[By Sopuruchi Onwuka]
The ANOH Gas Processing Company (AGPC) which drives the ANOH Gas Processing Project in Eastern Niger Delta has secured additional $260 million to fully close funding gaps and guarantee completion of the plant development.
The gas project which was initially announced to carry a cost profile of $600 million has now amassed about $680 million in combination of equity and debt funding sourced from parent partners and money market players respectively.
AGPC parent companies, Seplat and NGC, had previously provided a combined $420 million in equity funding.
The new $260 million syndicated loan came from a consortium of seven banks. Stanbic IBTC Bank Plc played the consortium advisor) while the rest of participating banks, including United Bank for Africa (UBA) Plc, Zenith Bank Plc, FirstRand Bank Limited (London Branch) / RMB Nigeria Limited, The Mauritius Commercial Bank Limited, Union Bank of Nigeria Plc and FCMB Capital Markets Limited pooled the credit funds.
The facility, according to the company, allows for an additional $60 million accordion at the time of completion to fund an equity rebalancing payment at that time, if considered appropriate. The total available credit is far less than the funding commitments of more than $450 million provided by the lenders. And Seplat explains that the excess funding commitments received by the company represents a significant oversubscription and a strong sign of confidence in the project.
The company stated that the maximum project cost would now be $650 million, inclusive of financing costs and taxes. It added that the new estimated project cost would fall below the original $700 million, following a cost optimization program.
Managing Director of AGPC, Mr Okechukwu Mba, said the new $260 million debt facility would make the project is now fully funded. And the Chief Executive Officer of Seplat, Mr Roger Brown, added that full funding of the projects is an important milestone for AGPC.
According to Mr Mba, gas from AGP project will be enough to generate electricity for more than five million people in Nigeria and also make the AGPC a significant supplier of gas to Nigeria’s power sector, support local employment.
Mr Brown also stated that the plant development is a clear path towards strengthening Seplat’s position as Nigeria’s leading indigenous diversified energy producer. “It will help us drive, alongside our government partners, Nigeria’s transition to cleaner, less expensive power generation. We are extremely proud to partner with the Nigerian Gas Company in this strategically important project, which will create jobs and prosperity in the Nigerian economy,” he declared in a company statement.
Mr Brown added that “Seplat will continue to diversify its business and invest in gas to help Nigeria develop its own natural resources, which in turn will drive more sustainable social and economic growth for a young, rapidly growing population.”
The Oracle Today reports that AGPC is a domestic processing and supply incorporated joint venture (IJV) floated to commercialize huge gas reserves in straddled gas fields operated Seplat in Oil Mining Lease (OML) 53 area located in Imo State, in the southeast zone of the country.

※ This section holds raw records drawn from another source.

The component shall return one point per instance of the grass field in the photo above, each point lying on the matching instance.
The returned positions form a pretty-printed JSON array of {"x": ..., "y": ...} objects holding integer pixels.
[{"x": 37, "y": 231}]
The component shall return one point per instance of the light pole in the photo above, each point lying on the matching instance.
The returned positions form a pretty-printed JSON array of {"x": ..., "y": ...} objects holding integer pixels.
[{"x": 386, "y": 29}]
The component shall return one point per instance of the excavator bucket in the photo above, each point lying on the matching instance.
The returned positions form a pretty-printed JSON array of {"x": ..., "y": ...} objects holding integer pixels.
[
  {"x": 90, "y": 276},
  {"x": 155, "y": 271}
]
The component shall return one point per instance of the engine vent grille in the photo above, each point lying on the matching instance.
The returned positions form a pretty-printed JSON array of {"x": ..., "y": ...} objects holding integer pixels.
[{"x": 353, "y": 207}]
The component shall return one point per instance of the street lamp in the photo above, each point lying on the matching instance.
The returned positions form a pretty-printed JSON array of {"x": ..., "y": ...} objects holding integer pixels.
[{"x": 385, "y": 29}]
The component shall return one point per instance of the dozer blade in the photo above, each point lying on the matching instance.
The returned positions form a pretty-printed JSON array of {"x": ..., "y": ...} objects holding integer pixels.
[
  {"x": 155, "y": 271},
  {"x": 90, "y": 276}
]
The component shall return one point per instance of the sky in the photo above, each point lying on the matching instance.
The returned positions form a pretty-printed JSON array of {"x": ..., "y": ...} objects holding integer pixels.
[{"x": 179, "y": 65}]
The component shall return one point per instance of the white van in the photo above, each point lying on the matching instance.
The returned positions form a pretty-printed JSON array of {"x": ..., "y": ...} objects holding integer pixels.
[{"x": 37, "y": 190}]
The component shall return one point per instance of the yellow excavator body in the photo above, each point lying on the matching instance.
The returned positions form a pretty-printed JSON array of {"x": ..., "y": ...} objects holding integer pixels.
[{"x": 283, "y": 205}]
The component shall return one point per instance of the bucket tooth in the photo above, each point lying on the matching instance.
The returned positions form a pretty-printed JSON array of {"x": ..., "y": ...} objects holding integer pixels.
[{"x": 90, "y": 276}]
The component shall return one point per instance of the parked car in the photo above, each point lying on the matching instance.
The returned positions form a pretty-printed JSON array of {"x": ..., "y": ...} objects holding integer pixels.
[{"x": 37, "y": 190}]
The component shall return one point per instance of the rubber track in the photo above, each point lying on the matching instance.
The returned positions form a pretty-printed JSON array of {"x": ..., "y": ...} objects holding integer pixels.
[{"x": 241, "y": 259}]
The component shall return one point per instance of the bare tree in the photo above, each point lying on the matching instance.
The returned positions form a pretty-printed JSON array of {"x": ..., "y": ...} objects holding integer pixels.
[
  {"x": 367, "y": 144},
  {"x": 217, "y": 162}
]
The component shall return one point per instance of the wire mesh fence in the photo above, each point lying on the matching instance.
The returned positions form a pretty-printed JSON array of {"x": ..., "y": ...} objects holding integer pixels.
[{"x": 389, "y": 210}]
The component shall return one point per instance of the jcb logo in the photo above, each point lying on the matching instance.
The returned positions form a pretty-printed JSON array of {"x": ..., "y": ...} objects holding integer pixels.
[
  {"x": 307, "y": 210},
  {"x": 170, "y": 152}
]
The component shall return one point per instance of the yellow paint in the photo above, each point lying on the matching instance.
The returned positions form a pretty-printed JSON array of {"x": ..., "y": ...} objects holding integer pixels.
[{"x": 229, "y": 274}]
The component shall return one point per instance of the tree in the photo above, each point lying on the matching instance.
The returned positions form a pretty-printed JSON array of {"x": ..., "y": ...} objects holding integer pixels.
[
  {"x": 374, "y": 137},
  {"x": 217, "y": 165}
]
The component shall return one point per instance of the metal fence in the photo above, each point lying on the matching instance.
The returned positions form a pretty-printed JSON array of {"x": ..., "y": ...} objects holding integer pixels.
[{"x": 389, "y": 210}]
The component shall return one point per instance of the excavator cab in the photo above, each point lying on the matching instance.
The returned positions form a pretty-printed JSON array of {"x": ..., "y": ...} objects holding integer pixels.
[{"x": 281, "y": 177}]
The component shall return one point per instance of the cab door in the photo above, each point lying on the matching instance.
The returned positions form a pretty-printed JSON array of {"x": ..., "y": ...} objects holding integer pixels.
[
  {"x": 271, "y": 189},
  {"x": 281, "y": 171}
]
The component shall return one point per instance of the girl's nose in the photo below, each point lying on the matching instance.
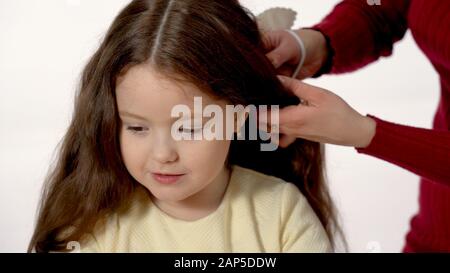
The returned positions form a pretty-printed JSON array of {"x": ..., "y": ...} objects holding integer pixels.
[{"x": 164, "y": 149}]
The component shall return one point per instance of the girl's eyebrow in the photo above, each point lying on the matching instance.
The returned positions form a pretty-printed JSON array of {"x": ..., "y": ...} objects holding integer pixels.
[
  {"x": 127, "y": 114},
  {"x": 131, "y": 115}
]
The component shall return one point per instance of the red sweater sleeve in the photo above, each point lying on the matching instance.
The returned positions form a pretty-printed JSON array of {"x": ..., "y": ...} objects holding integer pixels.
[
  {"x": 360, "y": 33},
  {"x": 421, "y": 151}
]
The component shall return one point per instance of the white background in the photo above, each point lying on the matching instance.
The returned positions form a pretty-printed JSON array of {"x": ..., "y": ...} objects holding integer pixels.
[{"x": 44, "y": 45}]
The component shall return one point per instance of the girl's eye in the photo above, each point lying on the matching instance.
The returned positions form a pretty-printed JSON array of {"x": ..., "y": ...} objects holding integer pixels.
[
  {"x": 189, "y": 130},
  {"x": 136, "y": 129}
]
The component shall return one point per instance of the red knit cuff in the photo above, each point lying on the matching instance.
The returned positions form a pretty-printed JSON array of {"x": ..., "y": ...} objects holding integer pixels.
[
  {"x": 347, "y": 55},
  {"x": 378, "y": 140}
]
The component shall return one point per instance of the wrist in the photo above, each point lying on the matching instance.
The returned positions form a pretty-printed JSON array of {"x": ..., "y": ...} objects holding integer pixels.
[
  {"x": 368, "y": 130},
  {"x": 319, "y": 50}
]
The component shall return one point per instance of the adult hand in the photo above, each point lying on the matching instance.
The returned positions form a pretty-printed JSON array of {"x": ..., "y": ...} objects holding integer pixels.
[
  {"x": 284, "y": 52},
  {"x": 322, "y": 117}
]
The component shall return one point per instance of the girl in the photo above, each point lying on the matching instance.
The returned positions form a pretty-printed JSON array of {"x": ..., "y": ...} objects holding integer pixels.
[{"x": 123, "y": 184}]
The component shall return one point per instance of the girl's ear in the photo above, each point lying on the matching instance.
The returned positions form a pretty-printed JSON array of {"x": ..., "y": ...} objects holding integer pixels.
[{"x": 239, "y": 120}]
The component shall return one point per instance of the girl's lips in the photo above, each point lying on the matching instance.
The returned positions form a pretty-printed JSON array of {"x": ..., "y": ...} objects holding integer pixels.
[{"x": 166, "y": 178}]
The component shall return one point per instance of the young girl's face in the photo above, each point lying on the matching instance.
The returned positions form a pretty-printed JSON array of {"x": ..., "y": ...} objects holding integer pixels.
[{"x": 145, "y": 100}]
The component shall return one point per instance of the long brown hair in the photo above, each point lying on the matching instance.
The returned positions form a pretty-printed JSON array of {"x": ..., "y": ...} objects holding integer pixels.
[{"x": 214, "y": 44}]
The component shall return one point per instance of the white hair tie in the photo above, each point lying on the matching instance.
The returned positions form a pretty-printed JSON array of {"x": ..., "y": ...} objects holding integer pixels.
[{"x": 302, "y": 52}]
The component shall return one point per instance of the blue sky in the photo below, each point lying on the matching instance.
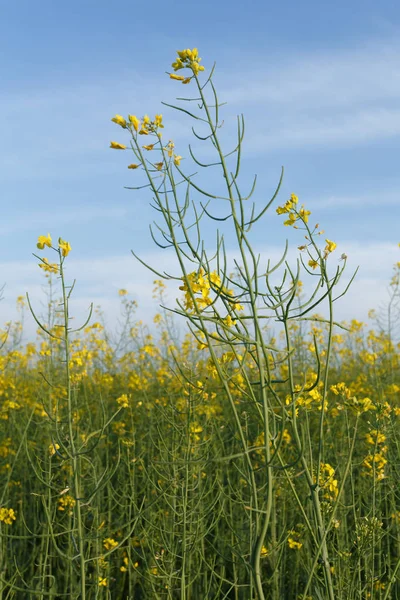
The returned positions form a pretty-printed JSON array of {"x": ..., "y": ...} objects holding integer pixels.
[{"x": 319, "y": 86}]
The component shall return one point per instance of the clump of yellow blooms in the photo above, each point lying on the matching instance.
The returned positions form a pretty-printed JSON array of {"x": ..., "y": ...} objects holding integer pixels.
[
  {"x": 295, "y": 215},
  {"x": 294, "y": 540},
  {"x": 328, "y": 482},
  {"x": 66, "y": 503},
  {"x": 110, "y": 544},
  {"x": 200, "y": 284},
  {"x": 123, "y": 401},
  {"x": 145, "y": 126},
  {"x": 7, "y": 516},
  {"x": 187, "y": 59}
]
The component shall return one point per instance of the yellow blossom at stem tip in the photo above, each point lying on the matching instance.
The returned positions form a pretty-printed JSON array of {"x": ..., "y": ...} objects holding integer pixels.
[
  {"x": 119, "y": 120},
  {"x": 64, "y": 246},
  {"x": 134, "y": 121},
  {"x": 330, "y": 246}
]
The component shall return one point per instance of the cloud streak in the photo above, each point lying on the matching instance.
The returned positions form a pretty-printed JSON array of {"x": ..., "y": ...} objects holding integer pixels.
[{"x": 98, "y": 281}]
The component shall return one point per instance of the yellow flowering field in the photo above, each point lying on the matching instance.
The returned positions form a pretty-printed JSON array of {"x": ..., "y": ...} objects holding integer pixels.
[{"x": 256, "y": 457}]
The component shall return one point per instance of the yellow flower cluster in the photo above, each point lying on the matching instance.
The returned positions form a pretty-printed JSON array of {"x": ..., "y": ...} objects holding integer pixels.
[
  {"x": 110, "y": 544},
  {"x": 375, "y": 463},
  {"x": 294, "y": 215},
  {"x": 123, "y": 401},
  {"x": 201, "y": 283},
  {"x": 7, "y": 516},
  {"x": 53, "y": 449},
  {"x": 144, "y": 126},
  {"x": 293, "y": 540},
  {"x": 66, "y": 503},
  {"x": 63, "y": 246},
  {"x": 328, "y": 482},
  {"x": 187, "y": 58}
]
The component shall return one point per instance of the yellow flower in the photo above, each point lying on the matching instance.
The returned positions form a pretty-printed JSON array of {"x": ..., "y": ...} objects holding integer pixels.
[
  {"x": 109, "y": 544},
  {"x": 134, "y": 121},
  {"x": 291, "y": 220},
  {"x": 293, "y": 545},
  {"x": 304, "y": 214},
  {"x": 177, "y": 64},
  {"x": 158, "y": 121},
  {"x": 229, "y": 321},
  {"x": 43, "y": 241},
  {"x": 7, "y": 516},
  {"x": 330, "y": 246},
  {"x": 119, "y": 121},
  {"x": 170, "y": 148},
  {"x": 123, "y": 401},
  {"x": 64, "y": 246},
  {"x": 53, "y": 449},
  {"x": 117, "y": 146}
]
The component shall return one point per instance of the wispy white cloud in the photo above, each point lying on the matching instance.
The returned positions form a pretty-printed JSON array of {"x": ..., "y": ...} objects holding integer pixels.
[
  {"x": 98, "y": 281},
  {"x": 376, "y": 199},
  {"x": 340, "y": 97}
]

A replica of the project is also driven in a contiguous oil block operated by Shell Petroleum Development Company (SPDC) Nigeria Limited whose activities onshore Niger Delta is currently caught in legal turbulence associated with decades of hostilities with local communities that have protested the environmental footprints of the Anglo-Dutch multinational.
Both Seplat and Shell operate separate oil and gas exploration and production joint ventures with the Nigerian National Petroleum Corporation (NNPC) whose gas business unit, the Nigerian Gas Company (NGC), also participates in both projects.
With its hands full with court cases and community crises, Shell’s version of the gas processing project in the area has not indicated significant progress.
London listed Seplat declared that full funding of the project, which would see development of plants and facilities with capacity for processing 300 million standard cubic feet per day (Mmscf/d) of gas, would sustain its lead in domestic gas supply with around 30% of gas used for electricity generation.